Friday, November 14, 2025

A Slow Unravelling.

Something is rotten in the state of SisterPlushie.

Let’s talk a little about it, I suppose.

I’ve been thinking about it all day, since I saw the title of this post in one of those slow aesthetic storm short-form videos on social media. So I figured I’d put on appropriate lo-fi music, turn the lights down, and just sort of… write, for a bit. About life, about everything going on, about the world around us.

I’m carrying on. It’s not easy, by any means, of course; things are rough. Getting up in the morning is difficult, trying to get out of the house for more than just the game store, school, and my doctors’ visits is difficult at best and impossible at worst, and not a day goes by that I am not under a blanket rubbing my eyes trying to keep them pried open to get things done.

And that sucks. A lot. I miss when I was younger; back when I didn’t have to think so hard about everything, every day. Before I got to balancing bank accounts, before I had to worry about medication and gender and whether or not the politicians are going to take away basic rights in anywhere from 90 days to immediately.

I miss when I could just wile away the day inside, not looking at my class schedule and doctors’ schedules and just go about life.
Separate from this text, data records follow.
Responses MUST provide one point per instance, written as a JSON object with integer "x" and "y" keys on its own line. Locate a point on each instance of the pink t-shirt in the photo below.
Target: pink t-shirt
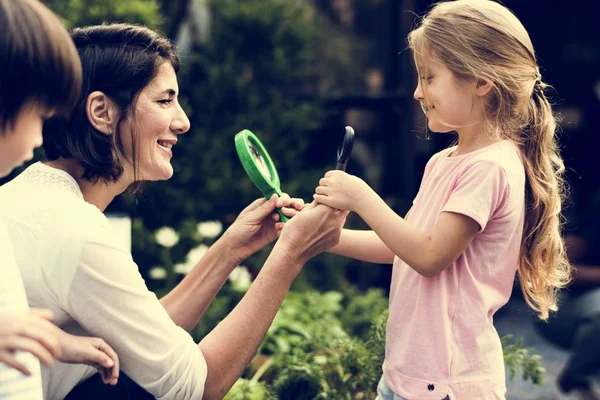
{"x": 441, "y": 340}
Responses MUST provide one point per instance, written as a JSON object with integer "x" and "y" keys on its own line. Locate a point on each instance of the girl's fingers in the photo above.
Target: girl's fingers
{"x": 290, "y": 212}
{"x": 321, "y": 190}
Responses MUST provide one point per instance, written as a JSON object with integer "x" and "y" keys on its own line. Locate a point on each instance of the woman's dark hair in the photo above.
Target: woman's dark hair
{"x": 38, "y": 62}
{"x": 118, "y": 60}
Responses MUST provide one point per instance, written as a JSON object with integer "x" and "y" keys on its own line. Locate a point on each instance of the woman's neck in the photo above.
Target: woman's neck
{"x": 100, "y": 193}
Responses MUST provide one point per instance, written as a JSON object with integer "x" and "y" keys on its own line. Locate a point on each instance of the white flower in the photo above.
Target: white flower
{"x": 210, "y": 229}
{"x": 157, "y": 273}
{"x": 240, "y": 278}
{"x": 166, "y": 237}
{"x": 183, "y": 268}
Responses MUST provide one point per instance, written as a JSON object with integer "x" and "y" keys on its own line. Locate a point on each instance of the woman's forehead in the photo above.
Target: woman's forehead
{"x": 164, "y": 81}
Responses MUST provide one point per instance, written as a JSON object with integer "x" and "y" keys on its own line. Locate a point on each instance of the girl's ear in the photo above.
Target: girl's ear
{"x": 482, "y": 87}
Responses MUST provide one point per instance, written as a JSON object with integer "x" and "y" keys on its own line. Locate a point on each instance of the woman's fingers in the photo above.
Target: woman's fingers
{"x": 10, "y": 360}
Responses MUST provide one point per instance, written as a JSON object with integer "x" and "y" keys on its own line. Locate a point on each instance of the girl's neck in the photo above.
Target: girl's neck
{"x": 98, "y": 193}
{"x": 473, "y": 138}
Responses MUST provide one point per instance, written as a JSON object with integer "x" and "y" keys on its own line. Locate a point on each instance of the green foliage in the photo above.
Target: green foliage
{"x": 249, "y": 390}
{"x": 516, "y": 357}
{"x": 91, "y": 12}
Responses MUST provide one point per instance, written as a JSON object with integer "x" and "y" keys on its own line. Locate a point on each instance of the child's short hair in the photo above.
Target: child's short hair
{"x": 38, "y": 61}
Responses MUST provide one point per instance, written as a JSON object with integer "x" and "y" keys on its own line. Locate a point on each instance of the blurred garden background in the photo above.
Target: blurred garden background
{"x": 295, "y": 72}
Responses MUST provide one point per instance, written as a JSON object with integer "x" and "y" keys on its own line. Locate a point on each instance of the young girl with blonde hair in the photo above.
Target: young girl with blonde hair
{"x": 488, "y": 207}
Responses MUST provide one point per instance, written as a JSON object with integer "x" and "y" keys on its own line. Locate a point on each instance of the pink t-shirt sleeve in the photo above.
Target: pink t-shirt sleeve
{"x": 480, "y": 192}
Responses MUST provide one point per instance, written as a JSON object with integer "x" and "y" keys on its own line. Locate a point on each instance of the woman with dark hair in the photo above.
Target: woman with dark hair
{"x": 122, "y": 131}
{"x": 40, "y": 75}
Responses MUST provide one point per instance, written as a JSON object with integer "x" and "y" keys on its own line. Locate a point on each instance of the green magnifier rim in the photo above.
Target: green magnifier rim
{"x": 244, "y": 141}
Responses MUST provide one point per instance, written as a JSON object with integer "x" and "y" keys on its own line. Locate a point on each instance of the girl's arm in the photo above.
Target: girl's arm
{"x": 365, "y": 246}
{"x": 428, "y": 254}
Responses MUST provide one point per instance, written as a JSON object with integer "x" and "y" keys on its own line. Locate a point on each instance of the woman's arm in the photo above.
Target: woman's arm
{"x": 188, "y": 301}
{"x": 231, "y": 345}
{"x": 253, "y": 229}
{"x": 364, "y": 246}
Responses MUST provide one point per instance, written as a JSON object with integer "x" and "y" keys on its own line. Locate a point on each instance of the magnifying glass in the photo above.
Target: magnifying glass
{"x": 258, "y": 165}
{"x": 345, "y": 148}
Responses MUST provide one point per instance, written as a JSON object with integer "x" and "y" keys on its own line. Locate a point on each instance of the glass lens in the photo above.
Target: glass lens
{"x": 260, "y": 162}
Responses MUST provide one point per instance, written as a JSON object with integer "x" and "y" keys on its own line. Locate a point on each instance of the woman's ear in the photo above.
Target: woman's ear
{"x": 482, "y": 87}
{"x": 102, "y": 113}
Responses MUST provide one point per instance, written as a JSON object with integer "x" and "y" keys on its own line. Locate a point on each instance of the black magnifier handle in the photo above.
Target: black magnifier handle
{"x": 345, "y": 148}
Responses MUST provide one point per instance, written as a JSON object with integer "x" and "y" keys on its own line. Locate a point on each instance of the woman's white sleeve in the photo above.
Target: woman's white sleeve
{"x": 109, "y": 298}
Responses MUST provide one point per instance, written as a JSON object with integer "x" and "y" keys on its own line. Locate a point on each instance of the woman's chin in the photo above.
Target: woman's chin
{"x": 159, "y": 174}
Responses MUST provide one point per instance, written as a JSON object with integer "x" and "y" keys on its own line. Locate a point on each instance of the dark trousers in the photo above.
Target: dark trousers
{"x": 95, "y": 389}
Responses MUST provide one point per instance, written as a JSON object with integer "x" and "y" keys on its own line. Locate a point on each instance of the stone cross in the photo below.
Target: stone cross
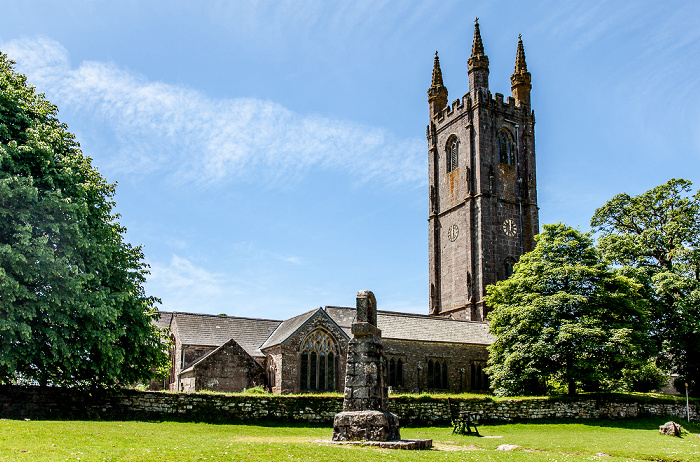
{"x": 365, "y": 413}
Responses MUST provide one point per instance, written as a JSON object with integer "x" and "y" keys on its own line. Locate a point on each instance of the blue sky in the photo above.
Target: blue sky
{"x": 271, "y": 155}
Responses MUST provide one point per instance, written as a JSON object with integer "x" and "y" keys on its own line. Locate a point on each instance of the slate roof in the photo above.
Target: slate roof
{"x": 211, "y": 330}
{"x": 163, "y": 319}
{"x": 290, "y": 326}
{"x": 253, "y": 334}
{"x": 418, "y": 327}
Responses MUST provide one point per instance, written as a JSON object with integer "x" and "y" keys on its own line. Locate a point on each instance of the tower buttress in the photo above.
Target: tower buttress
{"x": 478, "y": 65}
{"x": 437, "y": 93}
{"x": 520, "y": 81}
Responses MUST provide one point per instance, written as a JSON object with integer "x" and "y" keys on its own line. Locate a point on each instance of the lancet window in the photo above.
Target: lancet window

I miss when it wasn’t hard to get through life without [DETERMINATION].

I didn’t get to see the aurora. The last time I had sex, I locked up hard due to overstimulation and went nonverbal. I’m constantly under pressure from classes to get the next thing done and the next thing after that.

People don’t really initiate conversation with me, and half the time when I talk to people lately, it either drops off suddenly or people get upset at what I say, out of the blue.

But there’s some good to it all. I want to focus on the positives while I write this next section (I have been writing this off-and-on for an hour and a half at this point; I don’t write longer stuff in one sitting usually; it’s why I don’t tend to write long stuff, because I have ADHD lmao)

I got a nice new jacket from mom. It’s a really nice long Carhartt. Suede leather, or whatever. It’s nice. Looks like the one Leon wears in RE4, although this one is black with brown decor, rather than flat brown.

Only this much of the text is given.